15 August 2016, Written by James Perkins


FALLING freight volumes and asset write-offs hurt Aurizon in FY16 (ASX: AZJ), and the railway operator will cut hundreds of staff in the coming year to improve the performance of the business.

In full-year results released today, the company reported Underlying EBIT was down 10 per cent to $871 million, while underlying profit sank 16 per cent to $510 million. Revenue declined 9 per cent to $3.46 billion. Statutory NPAT reduced by 88 per cent compared to the previous year, due to $528 million in asset impairments; the largest being a $226 million investment in Aquila Resources, in addition to $177 million in rolling stock and $125 million in other strategic projects.

In the full report, Chairman Tim Poole says the asset impairments are disappointing.

"We need to improve our approach to capital allocation in the future," he says.

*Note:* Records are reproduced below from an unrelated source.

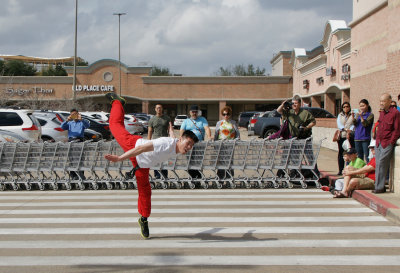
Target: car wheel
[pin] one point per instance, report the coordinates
(269, 132)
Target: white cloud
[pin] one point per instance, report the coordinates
(190, 37)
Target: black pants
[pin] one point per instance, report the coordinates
(340, 152)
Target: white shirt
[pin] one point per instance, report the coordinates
(164, 148)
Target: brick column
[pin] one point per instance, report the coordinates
(222, 104)
(346, 95)
(316, 101)
(330, 102)
(145, 106)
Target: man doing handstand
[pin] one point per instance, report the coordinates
(144, 154)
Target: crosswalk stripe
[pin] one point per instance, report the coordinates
(189, 210)
(206, 196)
(193, 220)
(259, 243)
(177, 203)
(180, 260)
(203, 230)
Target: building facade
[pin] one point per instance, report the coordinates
(142, 91)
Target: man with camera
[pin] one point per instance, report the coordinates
(300, 120)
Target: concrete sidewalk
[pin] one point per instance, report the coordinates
(387, 204)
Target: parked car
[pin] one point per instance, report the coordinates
(21, 122)
(269, 123)
(97, 125)
(98, 115)
(244, 118)
(179, 120)
(8, 136)
(252, 121)
(51, 125)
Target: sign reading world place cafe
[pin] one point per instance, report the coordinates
(94, 88)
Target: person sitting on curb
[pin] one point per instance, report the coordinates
(350, 155)
(359, 179)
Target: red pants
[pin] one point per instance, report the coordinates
(127, 142)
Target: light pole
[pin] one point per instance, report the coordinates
(76, 34)
(119, 47)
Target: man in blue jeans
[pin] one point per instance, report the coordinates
(75, 126)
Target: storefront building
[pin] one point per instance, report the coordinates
(142, 91)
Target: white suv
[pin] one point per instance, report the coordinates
(21, 122)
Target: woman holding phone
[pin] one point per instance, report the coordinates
(363, 120)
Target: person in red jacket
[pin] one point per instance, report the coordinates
(387, 134)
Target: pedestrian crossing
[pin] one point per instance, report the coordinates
(193, 230)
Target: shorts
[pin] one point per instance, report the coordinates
(365, 183)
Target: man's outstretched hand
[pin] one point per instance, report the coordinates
(113, 158)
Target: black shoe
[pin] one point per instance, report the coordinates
(379, 191)
(144, 228)
(112, 97)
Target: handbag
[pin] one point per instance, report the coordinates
(336, 136)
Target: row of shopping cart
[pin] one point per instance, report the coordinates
(218, 164)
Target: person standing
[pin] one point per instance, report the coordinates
(345, 125)
(226, 129)
(159, 127)
(199, 126)
(143, 154)
(363, 121)
(75, 126)
(386, 136)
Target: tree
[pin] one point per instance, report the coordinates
(240, 70)
(160, 71)
(18, 68)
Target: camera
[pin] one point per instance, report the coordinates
(287, 105)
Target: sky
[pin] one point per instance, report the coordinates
(190, 37)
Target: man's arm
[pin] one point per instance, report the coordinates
(363, 170)
(148, 147)
(171, 130)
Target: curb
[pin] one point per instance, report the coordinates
(385, 208)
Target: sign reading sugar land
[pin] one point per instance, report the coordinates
(94, 88)
(33, 90)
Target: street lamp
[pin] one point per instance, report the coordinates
(119, 47)
(76, 34)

However, to put the profit result in perspective, the company in FY15 reported a 139 per cent increase in profit after the FY14 profit was impacted by a $69 million redundancy program and $317 million in asset impairments.

Aurizon bought and cancelled $301 million in its own shares in FY16, but has stopped the buyback unfinished to "manage near term balance sheet capacity".

AZJ will continue to reduce staff and restructure its management and it said today that most profit growth in the coming year will come from the "transformational benefits".

It will cut 300 jobs this year - 120 in management and 180 in train crew, yard operations and maintenance and will reduce direct reports to the CEO from seven to five. Since listing in 2010, the company has reportedly cut 3,000 jobs.

Total above rail volumes were down 4 per cent to 270.9mt in FY16. Based on current market conditions, rail haulage is expected to remain flat in the range of 255mt 275mt during FY17, with coal in the range of 200-212mt.

Aurizon Managing Director and CEO, Lance Hockridge, says pressure on volumes and revenue, particularly in freight, created a challenging year.

"However, we have seen a stabilisation in coal volumes in the second half, with relatively resilient earnings for the year in a lower volume environment," he says.

Even as it released the full-year result, the company announced a new haulage contract to transport 800,000 tpa of coal per year from Wollongong Coal's Wongawilli Colliery to Port Kembla Coal Terminal for Indian conglomerate Jindal Steel and Power Limited.

Transformation will be the major driver of earnings growth in FY17, with $131 million delivered this year, along with an uplift in EBIT from the below-rail network business.

The company is targeting an additional $250 million in cost reductions and productivity improvements to take $380 million out of its cost base for the three years to FY18.

That is part of a five-year plan to reduce costs by $630 million between FY14 and FY18.

"A number of substantial initiatives have been recently commenced including a new regional model for operations, improved alignment of train crew and maintenance workers to long term demand, the outsourcing of non-core maintenance activities, and the continued consolidation of corporate support functions," says Hockridge.

In FY17 the company expects to increase underlying EBIT to between $900 million and $950 million, excluding $100 million in restructuring costs.

AZJ is trading down 5.80 per cent this morning, at $4.71 per share, making it one of the worst performers on the ASX this morning.